I have written a lua sandbox but it isn't exactly what you are looking for here. Mine allows pausing untrusted lua code inside of sandboxed coroutines. While the library above forcefully exits the lua code if it takes too long and can only do one at a time. Because of how luajit works internally I actually have to use a small c library to achieve this. But this isn't what you need. :)

Re: Sending multiple values with LUBE

Posted: Thu May 07, 2015 7:12 pm
by cohadar
pcall and setfenv are just more unneeded overhead.
even loadstring is an overhead.

We do not NEED full lua language parser for this, just parser that can read booleans, numbers, strings and tables.
Data parser is trivial to implement, and it would be extremely fast.

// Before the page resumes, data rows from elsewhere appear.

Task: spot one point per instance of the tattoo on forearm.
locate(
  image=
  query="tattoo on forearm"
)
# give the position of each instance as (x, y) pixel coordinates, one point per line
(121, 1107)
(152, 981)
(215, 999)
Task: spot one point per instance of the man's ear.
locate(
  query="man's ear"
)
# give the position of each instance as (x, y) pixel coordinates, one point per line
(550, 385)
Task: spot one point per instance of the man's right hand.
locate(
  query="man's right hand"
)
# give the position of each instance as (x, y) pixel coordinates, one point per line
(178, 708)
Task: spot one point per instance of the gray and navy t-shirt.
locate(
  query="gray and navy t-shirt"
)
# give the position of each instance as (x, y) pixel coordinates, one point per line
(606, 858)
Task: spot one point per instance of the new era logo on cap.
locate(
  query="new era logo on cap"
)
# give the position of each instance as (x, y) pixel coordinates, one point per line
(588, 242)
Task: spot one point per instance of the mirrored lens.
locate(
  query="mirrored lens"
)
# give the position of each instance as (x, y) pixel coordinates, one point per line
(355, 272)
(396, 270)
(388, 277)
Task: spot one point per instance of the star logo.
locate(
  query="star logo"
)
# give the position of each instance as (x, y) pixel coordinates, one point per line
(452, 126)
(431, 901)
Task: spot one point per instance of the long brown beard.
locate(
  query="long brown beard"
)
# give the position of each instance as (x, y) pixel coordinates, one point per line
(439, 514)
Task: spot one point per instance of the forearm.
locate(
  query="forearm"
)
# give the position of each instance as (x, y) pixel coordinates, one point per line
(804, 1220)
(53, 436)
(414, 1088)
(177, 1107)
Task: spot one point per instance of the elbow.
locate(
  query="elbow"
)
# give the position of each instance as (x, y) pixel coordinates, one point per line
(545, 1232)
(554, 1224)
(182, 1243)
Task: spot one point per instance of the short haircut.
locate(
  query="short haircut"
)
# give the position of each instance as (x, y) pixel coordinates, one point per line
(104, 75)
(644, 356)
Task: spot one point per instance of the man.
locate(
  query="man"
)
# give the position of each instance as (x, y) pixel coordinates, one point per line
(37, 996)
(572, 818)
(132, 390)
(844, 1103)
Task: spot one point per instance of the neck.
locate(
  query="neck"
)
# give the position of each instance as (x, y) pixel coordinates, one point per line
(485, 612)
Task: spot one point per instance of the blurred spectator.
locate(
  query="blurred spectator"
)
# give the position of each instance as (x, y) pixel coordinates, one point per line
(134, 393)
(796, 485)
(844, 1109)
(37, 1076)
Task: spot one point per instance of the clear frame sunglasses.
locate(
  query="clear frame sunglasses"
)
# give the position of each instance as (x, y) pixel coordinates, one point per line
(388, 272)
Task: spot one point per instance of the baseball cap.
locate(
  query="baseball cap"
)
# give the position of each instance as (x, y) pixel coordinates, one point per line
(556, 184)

Now that I have written this I realize that implementing data parser is NOT something we should do.
There already exist good data parsers for a standard data-interchange format: JSON

What we need inside Love is a good json library.
And by good I mean one that preserves floating point precision.

For example serpent fails floating-preservation:

Code: Select all

local text = serpent.line( { pi = math.pi } )
ok, t = serpent.load( text )
assert( ok )
assert( math.pi == t.pi )
I suspect same is true of LUBE and Ser

EDIT: yep, Ser also fails

Code: Select all

	local text = ser( { pi = math.pi } )
	t = loadstring( text )
	assert( math.pi == t().pi )

Re: Sending multiple values with LUBE

Posted: Thu May 07, 2015 7:40 pm
by I~=Spam
cohadar wrote:We do not NEED full lua language parser for this, just parser that can read booleans, numbers, strings and tables.
Data parser is trivial to implement, and it would be extremely fast.
Ahh ok I understand what you are saying now. ;) It still doesn't change that what you said before about it being unsafe is completely false.
cohadar wrote: For example serpent fails floating-preservation:

Code: Select all

local text = serpent.line( { pi = math.pi } )
ok, t = serpent.load( text )
assert( ok )
assert( math.pi == t.pi )
I suspect same is true of LUBE and Ser

EDIT: yep, Ser also fails

Code: Select all

	local text = ser( { pi = math.pi } )
	t = loadstring( text )
	assert( math.pi == t().pi )
This is not their fault check it out.

Code: Select all

lua
Lua 5.2.4  Copyright (C) 1994-2015 Lua.org, PUC-Rio
> print(math.pi)
3.1415926535898
> assert(math.pi == 3.1415926535898)
stdin:1: assertion failed!
stack traceback:
	[C]: in function 'assert'
	stdin:1: in main chunk
	[C]: in ?
> 
cohadar wrote:Now that I have written this I realize that implementing data parser is NOT something we should do.
There already exist good data parsers for a standard data-interchange format: JSON

What we need inside Love is a good json library.
And by good I mean one that preserves floating point precision.
I disagree. Json data cannot contain references to itself. (Like how lua tables can reference themselves.) Also I seriously doubt the speed boost would be enough to even matter. LuaJIT has optimized this to the point it can't get much faster. Just stick with lua tables. It works perfectly with lua with no add ons and with serpent you can serialize any table (as long as there is no userdata). This is not the case with json. Sure a json parser could be written in lua rather than a c library but then you loose the potential speed boost you were hoping to gain.